Obviously, I can have a tendency to black and whiteness (not just in my journals), but, as I grow older, I am working to be more nuanced in my decisions and commitments. I have joined a gym out here in LA and I am resolved to be less crazy this time, trying to stay committed without needing to be committed. I have a trainer who I see a couple of times a week and then I try to go most days and work out on my own. At first, pushing myself was hard, and I felt nauseated and weak. But one day, my body seemed to remember our bygone 7 a.m. routine and perked up. I felt the old surge of adrenaline through my muscles and it went from being a chore to being fun again. Now I look forward to exercise. However, I’m not a slave driver anymore and if I skip a day here and there, I don’t let it break my commitment to myself and my health. I just go the following day instead and keep going.
Journaling is another one of my healthy habits. At times over the years, I have insisted on a strict regime, like a drawing every morning before breakfast, or filling a whole book in a month or on a week’s vacation. Pushing myself to draw whether I want to or not eventually makes me want to. It also means I make a lot of lackluster pages on the way to falling back in love with my book and my pen. There have been times when, overtaken by the stress of work and other commitments, I have fallen completely out of the practice and eventually forgotten how much fun drawing can be, and how important it in helping me stay relatively sane.
But I can recommit. (Like the old joke says, “It’s easy to quit smoking — I’ve done it a hundred times”). Still, I don’t have a drawing trainer and there are no steroids I can take to make me get instant results. Drawing just takes practice and patience and commitment and the more I do, the better I get, and the more I want to draw. Drawing depends on muscles too and if I don’t use them they atrophy quickly. WIthin a couple of weeks of breaking my habit, my ability to draw well suffers enormously. Fortunately, picking up the pen brings those muscles back pretty quickly and they don’t forget all the have learned over the years.
There are incentives I can give myself to keep going eve if the monkey in my head urges me to just sleep in or watch TV. This blog is one of them and my desire to keep it a regular thing can push me to do a drawing when I feel lazy. But, no offense to you, my readers, that’s not really enough. Writing books is another one; if I have a deadline I have no choice but to fill the pages. The same goes for presentations and speeches.
But the best incentive is art. Going to a museum. Rereading a great book on illustrated journaling or watercoloring. Spending some time with the work of artists I love. Talking to an inspiring friend. Going back through a journal I filled years ago.
Another carrot is to give myself an assignment. Like drawing every tree on my block, drawing the cars I’d like to drive, drawing from my collection of of mug shots, drawing what I am doing every hour for an entire day.The EDM list is another favorite, challenging prompts that get my gear rolling and make me want to start again.
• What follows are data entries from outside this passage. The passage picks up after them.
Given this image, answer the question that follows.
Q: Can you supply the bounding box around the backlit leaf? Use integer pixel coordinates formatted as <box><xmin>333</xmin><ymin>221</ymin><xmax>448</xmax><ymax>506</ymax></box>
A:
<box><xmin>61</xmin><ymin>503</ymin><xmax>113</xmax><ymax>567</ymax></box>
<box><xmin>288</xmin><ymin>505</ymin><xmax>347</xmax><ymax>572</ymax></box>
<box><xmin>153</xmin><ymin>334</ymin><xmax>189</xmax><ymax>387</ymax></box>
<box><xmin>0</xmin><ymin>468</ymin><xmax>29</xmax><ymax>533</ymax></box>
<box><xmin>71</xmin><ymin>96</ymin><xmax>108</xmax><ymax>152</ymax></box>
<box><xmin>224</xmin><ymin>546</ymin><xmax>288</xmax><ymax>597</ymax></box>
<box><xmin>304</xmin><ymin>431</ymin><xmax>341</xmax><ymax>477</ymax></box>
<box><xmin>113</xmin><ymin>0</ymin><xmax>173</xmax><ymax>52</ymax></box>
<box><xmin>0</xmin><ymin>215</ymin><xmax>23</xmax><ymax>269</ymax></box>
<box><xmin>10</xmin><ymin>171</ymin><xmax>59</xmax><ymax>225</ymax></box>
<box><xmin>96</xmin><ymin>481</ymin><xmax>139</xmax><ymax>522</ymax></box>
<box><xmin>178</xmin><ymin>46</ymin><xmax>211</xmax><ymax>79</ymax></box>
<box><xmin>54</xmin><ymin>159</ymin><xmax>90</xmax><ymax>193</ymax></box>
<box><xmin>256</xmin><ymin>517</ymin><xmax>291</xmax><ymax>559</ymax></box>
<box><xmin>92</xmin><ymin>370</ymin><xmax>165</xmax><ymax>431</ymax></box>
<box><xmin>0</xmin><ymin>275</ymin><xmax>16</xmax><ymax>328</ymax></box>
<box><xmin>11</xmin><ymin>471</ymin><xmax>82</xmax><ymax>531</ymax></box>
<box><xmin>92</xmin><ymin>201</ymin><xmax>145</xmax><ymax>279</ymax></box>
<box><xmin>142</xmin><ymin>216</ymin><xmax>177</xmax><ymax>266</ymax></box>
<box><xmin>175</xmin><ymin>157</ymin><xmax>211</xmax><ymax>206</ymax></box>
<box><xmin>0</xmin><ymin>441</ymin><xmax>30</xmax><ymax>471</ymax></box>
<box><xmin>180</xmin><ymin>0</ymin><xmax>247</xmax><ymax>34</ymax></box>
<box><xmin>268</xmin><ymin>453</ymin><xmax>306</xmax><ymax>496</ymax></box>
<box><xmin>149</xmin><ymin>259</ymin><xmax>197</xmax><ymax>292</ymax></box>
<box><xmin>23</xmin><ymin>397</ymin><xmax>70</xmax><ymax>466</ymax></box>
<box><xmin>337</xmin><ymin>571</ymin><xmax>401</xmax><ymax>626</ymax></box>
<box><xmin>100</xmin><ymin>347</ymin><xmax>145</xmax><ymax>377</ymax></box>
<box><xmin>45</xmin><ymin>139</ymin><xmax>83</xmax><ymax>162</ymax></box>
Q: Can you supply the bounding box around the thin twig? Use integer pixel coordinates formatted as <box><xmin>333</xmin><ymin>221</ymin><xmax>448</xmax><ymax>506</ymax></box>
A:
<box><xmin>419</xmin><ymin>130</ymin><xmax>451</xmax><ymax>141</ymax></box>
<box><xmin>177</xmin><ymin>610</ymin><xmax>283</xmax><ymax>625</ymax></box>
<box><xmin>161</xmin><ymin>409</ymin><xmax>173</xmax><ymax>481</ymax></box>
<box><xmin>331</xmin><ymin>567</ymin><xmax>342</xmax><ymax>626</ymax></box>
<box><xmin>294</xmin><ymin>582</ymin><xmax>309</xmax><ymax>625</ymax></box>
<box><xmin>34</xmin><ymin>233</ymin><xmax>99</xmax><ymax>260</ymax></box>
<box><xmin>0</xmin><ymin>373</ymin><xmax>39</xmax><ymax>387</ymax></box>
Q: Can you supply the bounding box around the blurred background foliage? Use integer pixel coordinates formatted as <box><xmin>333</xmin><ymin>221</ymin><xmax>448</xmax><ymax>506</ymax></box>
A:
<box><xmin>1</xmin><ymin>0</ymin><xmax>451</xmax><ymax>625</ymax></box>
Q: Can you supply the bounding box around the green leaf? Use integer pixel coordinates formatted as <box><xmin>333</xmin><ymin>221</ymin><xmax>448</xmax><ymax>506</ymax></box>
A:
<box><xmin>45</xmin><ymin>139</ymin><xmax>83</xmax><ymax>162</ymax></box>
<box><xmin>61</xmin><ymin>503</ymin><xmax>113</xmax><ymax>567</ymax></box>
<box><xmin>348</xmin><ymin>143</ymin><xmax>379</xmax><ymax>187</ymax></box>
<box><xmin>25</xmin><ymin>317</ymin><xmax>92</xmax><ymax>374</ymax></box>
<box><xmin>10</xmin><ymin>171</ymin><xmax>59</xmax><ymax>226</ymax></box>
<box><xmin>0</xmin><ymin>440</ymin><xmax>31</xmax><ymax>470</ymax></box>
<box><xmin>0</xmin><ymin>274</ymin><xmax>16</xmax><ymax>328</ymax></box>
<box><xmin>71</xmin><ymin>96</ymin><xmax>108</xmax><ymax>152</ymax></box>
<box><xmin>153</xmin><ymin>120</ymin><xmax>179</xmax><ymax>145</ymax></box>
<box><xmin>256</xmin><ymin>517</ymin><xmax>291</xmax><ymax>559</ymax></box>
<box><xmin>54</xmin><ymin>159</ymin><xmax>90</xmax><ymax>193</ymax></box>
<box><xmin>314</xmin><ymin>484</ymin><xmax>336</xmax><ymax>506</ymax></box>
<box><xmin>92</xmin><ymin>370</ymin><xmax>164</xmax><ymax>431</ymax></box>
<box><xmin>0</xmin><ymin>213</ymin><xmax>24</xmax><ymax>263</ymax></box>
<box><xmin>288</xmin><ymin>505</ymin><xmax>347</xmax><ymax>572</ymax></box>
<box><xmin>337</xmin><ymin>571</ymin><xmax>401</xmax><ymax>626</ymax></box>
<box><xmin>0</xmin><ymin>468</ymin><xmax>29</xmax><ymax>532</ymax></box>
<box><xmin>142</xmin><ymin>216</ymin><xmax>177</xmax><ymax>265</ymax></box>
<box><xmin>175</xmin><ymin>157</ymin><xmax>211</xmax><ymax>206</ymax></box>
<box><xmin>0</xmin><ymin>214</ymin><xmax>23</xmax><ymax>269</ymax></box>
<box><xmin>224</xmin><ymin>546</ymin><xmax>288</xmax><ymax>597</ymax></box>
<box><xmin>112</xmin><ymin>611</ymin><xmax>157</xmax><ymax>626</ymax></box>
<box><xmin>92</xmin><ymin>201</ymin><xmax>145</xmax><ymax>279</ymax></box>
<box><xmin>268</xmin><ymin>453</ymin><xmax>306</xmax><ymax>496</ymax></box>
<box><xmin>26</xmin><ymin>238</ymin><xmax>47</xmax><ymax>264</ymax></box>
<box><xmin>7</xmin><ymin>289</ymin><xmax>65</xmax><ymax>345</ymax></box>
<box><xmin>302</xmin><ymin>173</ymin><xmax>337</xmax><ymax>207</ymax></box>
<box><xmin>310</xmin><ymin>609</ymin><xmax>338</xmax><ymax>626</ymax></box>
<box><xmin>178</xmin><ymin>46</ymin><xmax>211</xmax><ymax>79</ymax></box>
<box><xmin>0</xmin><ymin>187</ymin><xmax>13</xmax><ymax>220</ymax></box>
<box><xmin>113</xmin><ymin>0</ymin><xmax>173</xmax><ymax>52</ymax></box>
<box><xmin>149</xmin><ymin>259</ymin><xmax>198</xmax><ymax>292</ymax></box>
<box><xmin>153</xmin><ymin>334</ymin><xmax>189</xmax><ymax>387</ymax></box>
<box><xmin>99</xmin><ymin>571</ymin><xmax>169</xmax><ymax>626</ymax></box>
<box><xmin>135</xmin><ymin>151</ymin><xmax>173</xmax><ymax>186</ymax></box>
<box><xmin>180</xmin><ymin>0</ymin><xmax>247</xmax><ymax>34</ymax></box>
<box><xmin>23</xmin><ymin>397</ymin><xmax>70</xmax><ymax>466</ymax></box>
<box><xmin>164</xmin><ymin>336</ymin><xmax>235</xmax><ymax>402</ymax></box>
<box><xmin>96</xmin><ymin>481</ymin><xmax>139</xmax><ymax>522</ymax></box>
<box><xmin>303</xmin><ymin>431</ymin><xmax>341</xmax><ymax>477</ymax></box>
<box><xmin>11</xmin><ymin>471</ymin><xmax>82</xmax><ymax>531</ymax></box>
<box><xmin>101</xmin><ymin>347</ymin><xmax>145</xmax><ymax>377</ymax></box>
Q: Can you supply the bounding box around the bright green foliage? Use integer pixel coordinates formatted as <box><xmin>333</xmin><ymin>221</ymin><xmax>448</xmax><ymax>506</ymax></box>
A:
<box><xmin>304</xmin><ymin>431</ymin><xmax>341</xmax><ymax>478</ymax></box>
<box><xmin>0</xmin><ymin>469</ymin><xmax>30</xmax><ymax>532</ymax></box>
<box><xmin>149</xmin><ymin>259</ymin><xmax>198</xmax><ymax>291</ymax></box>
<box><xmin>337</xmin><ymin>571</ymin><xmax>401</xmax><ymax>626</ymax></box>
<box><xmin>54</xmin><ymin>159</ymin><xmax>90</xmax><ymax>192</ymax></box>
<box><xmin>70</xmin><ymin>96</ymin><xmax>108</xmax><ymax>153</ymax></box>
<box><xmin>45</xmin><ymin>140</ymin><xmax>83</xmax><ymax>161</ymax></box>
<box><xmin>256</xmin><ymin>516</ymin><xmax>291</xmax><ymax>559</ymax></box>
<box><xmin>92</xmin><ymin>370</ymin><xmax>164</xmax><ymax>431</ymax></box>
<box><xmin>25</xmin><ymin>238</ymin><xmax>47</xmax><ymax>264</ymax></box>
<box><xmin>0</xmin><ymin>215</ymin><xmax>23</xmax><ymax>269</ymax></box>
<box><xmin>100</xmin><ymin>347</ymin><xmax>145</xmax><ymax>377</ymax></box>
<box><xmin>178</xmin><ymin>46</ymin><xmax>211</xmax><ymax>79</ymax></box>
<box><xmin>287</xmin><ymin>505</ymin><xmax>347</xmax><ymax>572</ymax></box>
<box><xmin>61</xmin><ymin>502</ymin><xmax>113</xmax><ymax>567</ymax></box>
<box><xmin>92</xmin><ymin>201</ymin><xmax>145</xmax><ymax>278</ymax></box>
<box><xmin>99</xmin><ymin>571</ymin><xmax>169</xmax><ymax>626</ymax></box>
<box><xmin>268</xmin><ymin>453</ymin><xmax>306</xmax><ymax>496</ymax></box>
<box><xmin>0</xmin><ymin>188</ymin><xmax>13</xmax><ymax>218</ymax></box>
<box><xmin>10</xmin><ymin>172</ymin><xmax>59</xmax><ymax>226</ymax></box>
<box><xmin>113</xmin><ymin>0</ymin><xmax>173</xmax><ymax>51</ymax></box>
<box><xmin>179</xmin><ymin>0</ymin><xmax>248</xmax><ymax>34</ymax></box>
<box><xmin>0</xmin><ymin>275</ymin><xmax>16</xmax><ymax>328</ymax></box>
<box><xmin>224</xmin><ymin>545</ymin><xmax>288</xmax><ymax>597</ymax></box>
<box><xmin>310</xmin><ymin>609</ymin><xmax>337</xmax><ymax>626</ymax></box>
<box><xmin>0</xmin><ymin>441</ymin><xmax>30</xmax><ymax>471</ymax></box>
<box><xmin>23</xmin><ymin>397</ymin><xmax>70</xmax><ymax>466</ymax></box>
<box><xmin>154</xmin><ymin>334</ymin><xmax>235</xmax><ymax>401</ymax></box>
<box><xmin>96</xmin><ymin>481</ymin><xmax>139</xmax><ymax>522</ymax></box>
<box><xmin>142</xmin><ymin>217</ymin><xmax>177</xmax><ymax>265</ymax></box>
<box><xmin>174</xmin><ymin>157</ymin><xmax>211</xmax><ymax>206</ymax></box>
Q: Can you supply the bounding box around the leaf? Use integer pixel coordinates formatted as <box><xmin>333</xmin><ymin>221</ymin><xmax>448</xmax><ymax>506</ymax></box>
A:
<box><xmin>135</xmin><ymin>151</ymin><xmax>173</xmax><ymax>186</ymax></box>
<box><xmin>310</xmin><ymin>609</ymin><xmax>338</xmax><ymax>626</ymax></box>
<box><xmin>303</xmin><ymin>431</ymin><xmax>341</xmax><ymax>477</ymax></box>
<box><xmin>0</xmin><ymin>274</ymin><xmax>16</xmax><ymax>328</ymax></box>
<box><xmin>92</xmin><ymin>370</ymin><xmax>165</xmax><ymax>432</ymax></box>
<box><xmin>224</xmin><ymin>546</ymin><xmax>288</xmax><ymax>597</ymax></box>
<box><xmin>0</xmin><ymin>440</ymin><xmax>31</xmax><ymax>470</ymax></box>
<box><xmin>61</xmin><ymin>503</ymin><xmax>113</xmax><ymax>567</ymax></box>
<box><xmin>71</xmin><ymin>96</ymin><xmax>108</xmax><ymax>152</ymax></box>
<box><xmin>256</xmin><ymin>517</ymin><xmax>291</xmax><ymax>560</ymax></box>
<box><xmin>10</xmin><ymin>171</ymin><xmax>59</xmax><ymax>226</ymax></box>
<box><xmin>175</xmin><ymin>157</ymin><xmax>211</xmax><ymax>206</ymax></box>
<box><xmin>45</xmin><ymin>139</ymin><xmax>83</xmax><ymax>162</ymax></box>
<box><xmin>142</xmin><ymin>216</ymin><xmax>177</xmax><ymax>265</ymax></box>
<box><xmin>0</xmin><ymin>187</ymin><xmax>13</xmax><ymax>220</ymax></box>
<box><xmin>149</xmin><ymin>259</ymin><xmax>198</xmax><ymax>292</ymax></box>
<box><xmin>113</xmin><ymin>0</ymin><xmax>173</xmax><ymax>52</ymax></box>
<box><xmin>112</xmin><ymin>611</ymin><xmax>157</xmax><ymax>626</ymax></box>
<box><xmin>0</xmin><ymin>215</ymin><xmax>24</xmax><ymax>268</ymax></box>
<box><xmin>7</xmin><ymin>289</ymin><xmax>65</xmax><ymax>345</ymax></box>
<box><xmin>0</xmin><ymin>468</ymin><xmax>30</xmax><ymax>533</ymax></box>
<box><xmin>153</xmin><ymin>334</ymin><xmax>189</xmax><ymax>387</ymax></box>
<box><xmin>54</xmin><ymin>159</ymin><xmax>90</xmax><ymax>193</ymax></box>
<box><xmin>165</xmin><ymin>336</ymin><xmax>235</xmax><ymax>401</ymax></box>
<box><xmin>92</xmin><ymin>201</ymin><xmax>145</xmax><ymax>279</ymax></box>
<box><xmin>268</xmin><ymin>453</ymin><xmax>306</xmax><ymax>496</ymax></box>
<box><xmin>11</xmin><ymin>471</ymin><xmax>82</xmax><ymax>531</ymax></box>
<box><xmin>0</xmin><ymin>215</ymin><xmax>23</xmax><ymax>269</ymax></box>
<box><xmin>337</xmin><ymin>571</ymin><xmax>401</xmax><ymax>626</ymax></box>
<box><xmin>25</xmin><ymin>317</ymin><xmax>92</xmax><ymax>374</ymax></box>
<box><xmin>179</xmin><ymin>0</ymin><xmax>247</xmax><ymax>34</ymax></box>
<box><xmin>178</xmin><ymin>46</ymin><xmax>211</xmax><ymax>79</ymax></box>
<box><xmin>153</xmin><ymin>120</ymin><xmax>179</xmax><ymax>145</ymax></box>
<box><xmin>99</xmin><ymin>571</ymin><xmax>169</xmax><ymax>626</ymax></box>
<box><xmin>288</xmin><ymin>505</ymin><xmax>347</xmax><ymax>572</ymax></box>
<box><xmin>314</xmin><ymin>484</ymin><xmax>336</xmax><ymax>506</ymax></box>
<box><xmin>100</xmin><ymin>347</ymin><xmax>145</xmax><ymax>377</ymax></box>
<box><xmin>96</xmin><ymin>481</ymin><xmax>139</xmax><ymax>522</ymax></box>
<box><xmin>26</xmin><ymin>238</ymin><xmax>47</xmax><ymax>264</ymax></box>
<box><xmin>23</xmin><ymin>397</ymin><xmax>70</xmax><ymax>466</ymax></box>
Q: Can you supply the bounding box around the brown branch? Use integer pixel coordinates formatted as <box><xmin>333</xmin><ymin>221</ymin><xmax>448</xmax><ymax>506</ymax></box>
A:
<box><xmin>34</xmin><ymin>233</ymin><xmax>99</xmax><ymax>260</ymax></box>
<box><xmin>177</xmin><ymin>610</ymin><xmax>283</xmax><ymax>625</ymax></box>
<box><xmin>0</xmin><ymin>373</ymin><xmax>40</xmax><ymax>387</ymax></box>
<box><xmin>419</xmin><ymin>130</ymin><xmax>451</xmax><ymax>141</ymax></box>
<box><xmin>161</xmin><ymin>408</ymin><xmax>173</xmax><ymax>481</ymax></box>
My journal is a forgiving companion. It doesn’t wonder where I’ve been or chastise me for the gaps in its pages. It always welcomes me back with open pages and I am grateful for its friendship. Just as exercise keeps me healthy and energized, so does keeping up my art.
Soon I’ll be thin and wiry and rippling with new muscles. And the most developed ones of all will be in my right wrist and fingers, bulging as they choke the life out of my pen and squeeze every drop of its ink onto the page. Grrr! Aaargh! Grunt!